= Grinds =

Term used in Ireland for private tuition

In Ireland, grinds are a form of private tuition. The grinds industry in Ireland, particularly at secondary school level, acts as a supplement to other forms of schooling and is described in some sources as "shadow education". In 2012, the Revenue Commissioners launched an investigation into a perceived failure of some teachers to declare extra income from giving grinds for tax purposes.

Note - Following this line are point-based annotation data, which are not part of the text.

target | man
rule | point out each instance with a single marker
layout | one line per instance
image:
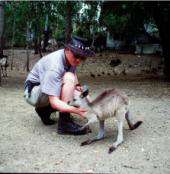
(52, 82)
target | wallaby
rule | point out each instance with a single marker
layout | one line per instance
(110, 103)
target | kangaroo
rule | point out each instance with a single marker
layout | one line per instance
(110, 103)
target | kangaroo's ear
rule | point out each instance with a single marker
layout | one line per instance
(85, 91)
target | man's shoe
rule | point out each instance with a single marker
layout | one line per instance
(67, 126)
(44, 113)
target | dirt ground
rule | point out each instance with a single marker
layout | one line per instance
(26, 145)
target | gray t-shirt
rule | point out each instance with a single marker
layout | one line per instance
(49, 71)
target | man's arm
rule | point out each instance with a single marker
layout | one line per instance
(58, 104)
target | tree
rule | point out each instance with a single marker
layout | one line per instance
(1, 27)
(160, 12)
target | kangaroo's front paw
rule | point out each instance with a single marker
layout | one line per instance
(111, 149)
(136, 125)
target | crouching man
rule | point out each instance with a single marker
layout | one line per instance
(52, 82)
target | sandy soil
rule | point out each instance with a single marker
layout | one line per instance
(26, 145)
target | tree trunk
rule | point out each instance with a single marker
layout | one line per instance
(1, 27)
(162, 18)
(69, 9)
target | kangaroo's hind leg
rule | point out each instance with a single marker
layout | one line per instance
(120, 120)
(100, 135)
(132, 126)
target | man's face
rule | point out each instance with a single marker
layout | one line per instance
(72, 59)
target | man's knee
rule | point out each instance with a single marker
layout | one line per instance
(69, 78)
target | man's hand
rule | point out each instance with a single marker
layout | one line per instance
(57, 104)
(81, 111)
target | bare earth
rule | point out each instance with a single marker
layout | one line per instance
(26, 145)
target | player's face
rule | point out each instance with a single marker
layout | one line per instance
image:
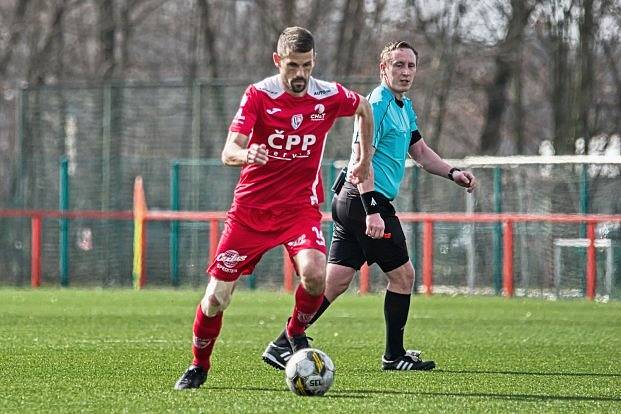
(295, 70)
(398, 73)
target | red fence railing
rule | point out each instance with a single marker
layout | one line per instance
(428, 220)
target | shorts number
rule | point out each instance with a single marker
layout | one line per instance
(320, 240)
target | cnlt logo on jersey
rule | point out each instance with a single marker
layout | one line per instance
(296, 120)
(278, 140)
(319, 114)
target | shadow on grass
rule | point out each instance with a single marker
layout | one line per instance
(552, 374)
(332, 394)
(522, 397)
(362, 393)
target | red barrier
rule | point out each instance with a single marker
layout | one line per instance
(364, 279)
(428, 220)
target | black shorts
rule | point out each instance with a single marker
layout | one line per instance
(351, 247)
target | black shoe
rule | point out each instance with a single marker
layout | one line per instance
(299, 342)
(193, 377)
(410, 361)
(276, 355)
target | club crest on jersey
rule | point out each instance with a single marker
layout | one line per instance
(319, 114)
(296, 120)
(230, 258)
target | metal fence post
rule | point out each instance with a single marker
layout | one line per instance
(63, 201)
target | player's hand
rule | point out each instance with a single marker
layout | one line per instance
(375, 226)
(360, 172)
(257, 154)
(465, 179)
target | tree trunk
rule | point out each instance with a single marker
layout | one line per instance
(506, 61)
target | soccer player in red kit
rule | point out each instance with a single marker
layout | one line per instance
(278, 136)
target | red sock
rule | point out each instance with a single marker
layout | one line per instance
(305, 308)
(206, 331)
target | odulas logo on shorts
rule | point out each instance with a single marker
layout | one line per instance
(230, 258)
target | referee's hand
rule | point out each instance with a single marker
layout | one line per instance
(375, 226)
(465, 179)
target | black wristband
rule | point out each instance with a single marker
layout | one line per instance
(369, 202)
(450, 174)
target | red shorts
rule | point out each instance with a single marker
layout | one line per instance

The Association of Secondary Teachers, Ireland denied that this was a widespread problem.

==Grind schools==

Some private schools, such as Ashfield College, Bruce College, the Institute of Education, Leinster Senior College, and Yeats College which offer the Leaving Certificate as a single year (repeat) course, are sometimes called "grind schools".

A study in 2020 indicated the students from Irish-speaking secondary schools and grind schools had strong chances of progressing to further education but were significantly less likely to finish their course or achieve a 2:1 degree or greater compared to students from secondary schools.

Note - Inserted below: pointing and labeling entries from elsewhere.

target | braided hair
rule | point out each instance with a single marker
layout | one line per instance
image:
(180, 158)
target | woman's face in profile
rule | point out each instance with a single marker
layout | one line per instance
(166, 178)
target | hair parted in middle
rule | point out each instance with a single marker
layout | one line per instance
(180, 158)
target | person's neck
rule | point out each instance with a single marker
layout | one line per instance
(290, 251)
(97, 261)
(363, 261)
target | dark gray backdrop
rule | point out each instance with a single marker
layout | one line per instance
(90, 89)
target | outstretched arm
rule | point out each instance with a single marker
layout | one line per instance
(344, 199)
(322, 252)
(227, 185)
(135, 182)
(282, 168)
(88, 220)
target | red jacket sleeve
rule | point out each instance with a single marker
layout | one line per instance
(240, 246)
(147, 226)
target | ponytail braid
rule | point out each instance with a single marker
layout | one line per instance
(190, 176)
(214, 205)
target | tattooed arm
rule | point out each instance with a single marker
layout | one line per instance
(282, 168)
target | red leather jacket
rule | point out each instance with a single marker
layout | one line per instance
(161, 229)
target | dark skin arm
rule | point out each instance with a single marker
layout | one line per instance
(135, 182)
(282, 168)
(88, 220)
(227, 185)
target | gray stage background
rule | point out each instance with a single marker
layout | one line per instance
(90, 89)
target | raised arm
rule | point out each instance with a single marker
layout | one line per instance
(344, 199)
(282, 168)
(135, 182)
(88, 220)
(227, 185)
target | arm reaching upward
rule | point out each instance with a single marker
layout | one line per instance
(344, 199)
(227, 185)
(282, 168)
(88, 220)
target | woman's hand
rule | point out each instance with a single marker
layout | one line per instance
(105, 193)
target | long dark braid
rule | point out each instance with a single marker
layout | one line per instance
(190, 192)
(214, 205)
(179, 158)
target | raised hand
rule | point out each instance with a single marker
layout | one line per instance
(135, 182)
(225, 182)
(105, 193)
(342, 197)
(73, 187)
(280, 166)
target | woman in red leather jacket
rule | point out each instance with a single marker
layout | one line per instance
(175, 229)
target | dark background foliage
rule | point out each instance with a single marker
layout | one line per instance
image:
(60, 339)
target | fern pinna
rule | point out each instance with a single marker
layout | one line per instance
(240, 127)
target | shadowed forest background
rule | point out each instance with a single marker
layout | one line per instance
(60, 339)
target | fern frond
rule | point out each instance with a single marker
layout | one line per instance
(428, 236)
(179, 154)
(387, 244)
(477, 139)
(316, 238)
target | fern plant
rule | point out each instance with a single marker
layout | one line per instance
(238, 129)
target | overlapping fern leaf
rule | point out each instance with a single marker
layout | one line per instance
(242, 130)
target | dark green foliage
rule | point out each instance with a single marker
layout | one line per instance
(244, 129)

A report, published in 2022 by the Economic and Social Research Institute (ESRI), indicated that increasing numbers of "well-off pupils" were undertaking private grinds to "boost Leaving Cert grades".

== Online grinds ==
During the COVID-19 pandemic in Ireland, Irish schools were shut down and elements of education shifted to online channels. A number of new "online-only" grinds schools were established. The rise of online grinds represented a shift in the way such education was delivered.